See, I don’t see why you feel the need to apologize for “belittling BF all these years” (unless you did it in such an unprofessional manner that you simply demeaned yourself and your profession). As long as you presented a perspective based on uncertainty (i.e. lack of clinical data), you committed no crime.
As far as losing one’s objectivity, I think back to the poo-poohing MDs delivered to those who advocated vitamin/anti-oxidant supplementation (you know, the “expensive pee” line). Was THAT balanced? Was THAT justified? I think we all know the answer.

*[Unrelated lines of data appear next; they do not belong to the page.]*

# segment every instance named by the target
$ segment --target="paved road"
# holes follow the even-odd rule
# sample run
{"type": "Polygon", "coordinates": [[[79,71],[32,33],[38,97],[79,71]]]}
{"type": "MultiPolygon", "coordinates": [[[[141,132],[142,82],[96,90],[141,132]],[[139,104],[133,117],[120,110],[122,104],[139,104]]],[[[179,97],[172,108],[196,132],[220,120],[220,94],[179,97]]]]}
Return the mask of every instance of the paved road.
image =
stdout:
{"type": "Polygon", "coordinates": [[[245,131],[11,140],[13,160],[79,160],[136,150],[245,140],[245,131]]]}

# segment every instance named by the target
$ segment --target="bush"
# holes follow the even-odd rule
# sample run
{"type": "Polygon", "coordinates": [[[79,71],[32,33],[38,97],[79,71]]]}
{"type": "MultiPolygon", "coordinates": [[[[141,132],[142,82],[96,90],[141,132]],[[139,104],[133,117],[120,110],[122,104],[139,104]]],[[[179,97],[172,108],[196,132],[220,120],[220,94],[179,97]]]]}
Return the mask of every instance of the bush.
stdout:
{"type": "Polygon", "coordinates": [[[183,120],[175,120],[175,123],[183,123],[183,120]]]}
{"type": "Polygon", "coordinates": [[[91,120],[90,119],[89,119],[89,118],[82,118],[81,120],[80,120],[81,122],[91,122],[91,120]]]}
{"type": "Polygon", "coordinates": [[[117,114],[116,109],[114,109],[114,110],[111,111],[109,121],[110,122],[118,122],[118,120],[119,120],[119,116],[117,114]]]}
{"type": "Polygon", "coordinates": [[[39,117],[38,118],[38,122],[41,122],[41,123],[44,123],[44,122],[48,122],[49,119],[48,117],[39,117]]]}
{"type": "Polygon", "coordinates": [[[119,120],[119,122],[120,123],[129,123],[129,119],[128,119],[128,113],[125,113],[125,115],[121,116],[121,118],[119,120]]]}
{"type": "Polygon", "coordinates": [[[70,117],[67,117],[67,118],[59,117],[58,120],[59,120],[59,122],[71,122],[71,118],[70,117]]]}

It’s not about being wrong or right, it’s about EXPLAINING what is known and not known, and providing proper information so the patient can give their informed consent. In the end, it’s not MY decision, or YOUR decision, but the patient’s: as long as we provide a balanced perspective upon which the patient can make a proper decision, then we’ve done our job.
As you point out, the best approach is simply to say that in lieu of clinical data to support any therapy or methodology, the best approach is to remain judgment-free, and admit that there are some answers which we just don’t have. I know, it’s hard for most ‘experts’ to utter the phrase, “I don’t know”, but sometimes it IS the truth.
So aside from sticking to known basic principles (”all things in moderation”, “the dose makes the poison”, “we don’t know how these substances interact with your Rx meds”, etc), perhaps it’s best to acknowledge the fact we don’t know it all (even in the year 2010!), and should avoid rhetoric so we don’t need to supplement our OWN diets with ‘crow’ in the future.